Last Minden Park cottonwoods gone
Minden Park’s last two old cottonwoods were stripped of their limbs on Friday and were cut down by Tuesday.
But that might not be the end of their contribution to the town’s wellbeing.
Town arborist Greg Hill is proposing taking the wood from the trees and using it to build benches for Jake’s Wetlands.
Minden Town Board members approved taking the trees down in September, but attempts to rescue a bee hive from one of the trees delayed the effort.
On Tuesday, Town Manger Jenifer Davidson said it was discovered the bees had moved on.
Cottonwoods once surrounded the park, but a study conducted in 1990 found them to be a danger should they become hollow and fall.
At the time, it was suggested the trees be taken down over a 25-year period.

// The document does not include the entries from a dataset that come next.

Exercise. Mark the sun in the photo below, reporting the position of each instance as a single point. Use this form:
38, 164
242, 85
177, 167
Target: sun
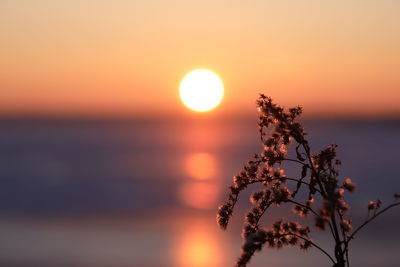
201, 90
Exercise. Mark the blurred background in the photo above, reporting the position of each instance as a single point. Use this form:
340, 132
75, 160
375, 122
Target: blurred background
101, 165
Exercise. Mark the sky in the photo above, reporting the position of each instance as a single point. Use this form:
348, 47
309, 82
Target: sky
127, 58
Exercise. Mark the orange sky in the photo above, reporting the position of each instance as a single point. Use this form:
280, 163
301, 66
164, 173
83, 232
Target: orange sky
71, 57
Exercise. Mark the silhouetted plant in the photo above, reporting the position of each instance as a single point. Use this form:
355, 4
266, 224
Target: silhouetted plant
318, 178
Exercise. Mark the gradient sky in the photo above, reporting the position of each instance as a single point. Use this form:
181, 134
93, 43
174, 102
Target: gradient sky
71, 57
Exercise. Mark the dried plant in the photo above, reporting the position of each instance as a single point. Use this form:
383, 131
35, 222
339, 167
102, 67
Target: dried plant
322, 190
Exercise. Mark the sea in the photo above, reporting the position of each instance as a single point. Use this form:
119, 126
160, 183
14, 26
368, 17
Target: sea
144, 192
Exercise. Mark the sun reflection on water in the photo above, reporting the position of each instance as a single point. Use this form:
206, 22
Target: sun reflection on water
201, 166
198, 245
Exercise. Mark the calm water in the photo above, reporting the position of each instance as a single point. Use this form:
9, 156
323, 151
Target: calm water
144, 193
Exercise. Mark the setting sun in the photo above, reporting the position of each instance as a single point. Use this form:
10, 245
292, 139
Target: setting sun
201, 90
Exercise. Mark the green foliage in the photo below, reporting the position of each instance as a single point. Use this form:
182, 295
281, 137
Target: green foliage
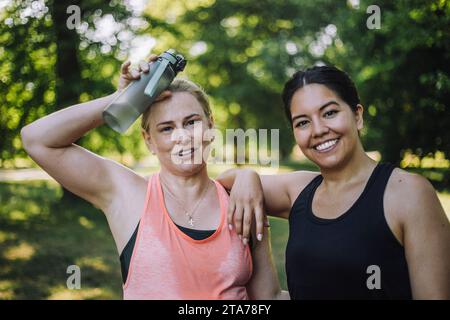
241, 52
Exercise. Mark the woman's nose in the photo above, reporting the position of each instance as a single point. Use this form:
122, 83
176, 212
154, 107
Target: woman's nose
181, 136
319, 128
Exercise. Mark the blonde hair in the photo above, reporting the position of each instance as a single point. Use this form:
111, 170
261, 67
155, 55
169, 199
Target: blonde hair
182, 85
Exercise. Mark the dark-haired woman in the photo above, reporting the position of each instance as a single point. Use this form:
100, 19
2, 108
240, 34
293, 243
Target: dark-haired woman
358, 229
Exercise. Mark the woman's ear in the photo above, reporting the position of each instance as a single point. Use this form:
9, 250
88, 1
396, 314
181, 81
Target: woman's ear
148, 141
359, 117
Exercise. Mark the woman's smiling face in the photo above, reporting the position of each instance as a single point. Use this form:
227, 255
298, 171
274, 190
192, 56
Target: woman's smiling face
325, 127
177, 128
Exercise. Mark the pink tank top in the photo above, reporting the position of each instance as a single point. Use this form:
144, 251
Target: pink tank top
168, 264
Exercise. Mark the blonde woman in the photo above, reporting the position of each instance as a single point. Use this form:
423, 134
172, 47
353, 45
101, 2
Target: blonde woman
170, 228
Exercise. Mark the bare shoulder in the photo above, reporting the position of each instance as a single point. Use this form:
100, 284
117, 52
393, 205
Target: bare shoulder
297, 181
409, 194
127, 186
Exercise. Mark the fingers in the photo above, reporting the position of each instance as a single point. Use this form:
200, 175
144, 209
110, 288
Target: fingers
259, 216
153, 57
143, 66
238, 216
247, 224
125, 66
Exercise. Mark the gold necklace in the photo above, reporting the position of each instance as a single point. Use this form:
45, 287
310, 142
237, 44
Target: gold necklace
182, 205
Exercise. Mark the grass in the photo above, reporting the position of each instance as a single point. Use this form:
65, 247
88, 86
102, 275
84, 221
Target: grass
41, 235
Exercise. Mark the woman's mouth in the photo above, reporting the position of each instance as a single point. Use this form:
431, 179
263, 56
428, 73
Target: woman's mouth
185, 152
326, 146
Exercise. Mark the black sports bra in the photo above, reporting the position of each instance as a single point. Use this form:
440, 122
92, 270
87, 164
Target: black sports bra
127, 252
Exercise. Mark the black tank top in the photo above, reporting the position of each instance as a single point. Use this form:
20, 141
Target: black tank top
338, 258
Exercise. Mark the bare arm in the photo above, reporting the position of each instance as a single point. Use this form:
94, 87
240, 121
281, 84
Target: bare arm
264, 284
50, 143
252, 194
426, 235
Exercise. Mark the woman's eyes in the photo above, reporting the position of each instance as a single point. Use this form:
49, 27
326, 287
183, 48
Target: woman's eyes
192, 122
301, 124
330, 113
186, 124
166, 129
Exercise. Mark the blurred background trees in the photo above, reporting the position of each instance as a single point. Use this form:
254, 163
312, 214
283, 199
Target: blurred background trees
241, 52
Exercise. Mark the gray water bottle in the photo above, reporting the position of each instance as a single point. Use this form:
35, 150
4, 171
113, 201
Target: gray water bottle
123, 111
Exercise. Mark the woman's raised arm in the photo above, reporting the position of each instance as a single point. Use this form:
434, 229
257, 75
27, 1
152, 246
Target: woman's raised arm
50, 143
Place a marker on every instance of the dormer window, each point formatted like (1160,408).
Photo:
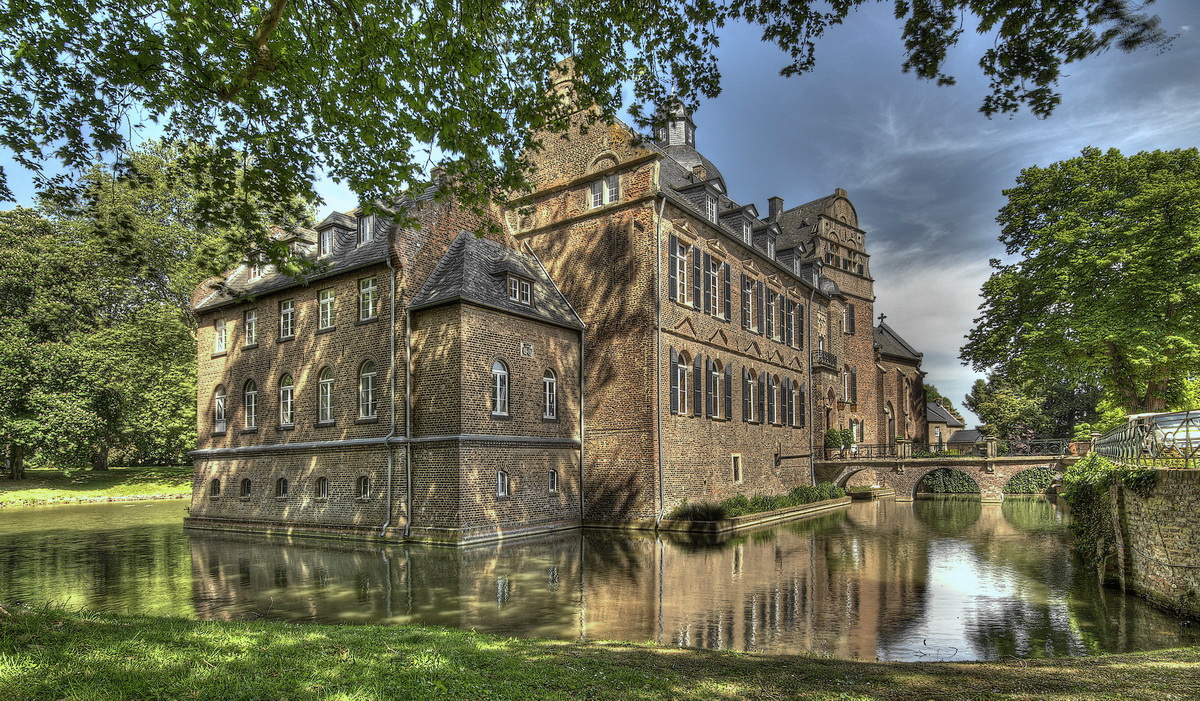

The Fremont cottonwood is native to Western Nevada. It grows naturally along riparian areas where flooding is common. Trees can attain heights of up to 115 feet and live for up to 130 years. The trees in Minden Park are estimated to be about a century old. Old trees tend to die from the inside out, becoming hollow and brittle, posing a danger to their surroundings. The tree on the corner of 5th Street and Mono lost a branch last summer during a concert.
The cost of cutting down the two trees, grinding the stumps, pulling the roots and replacing them is $8,000.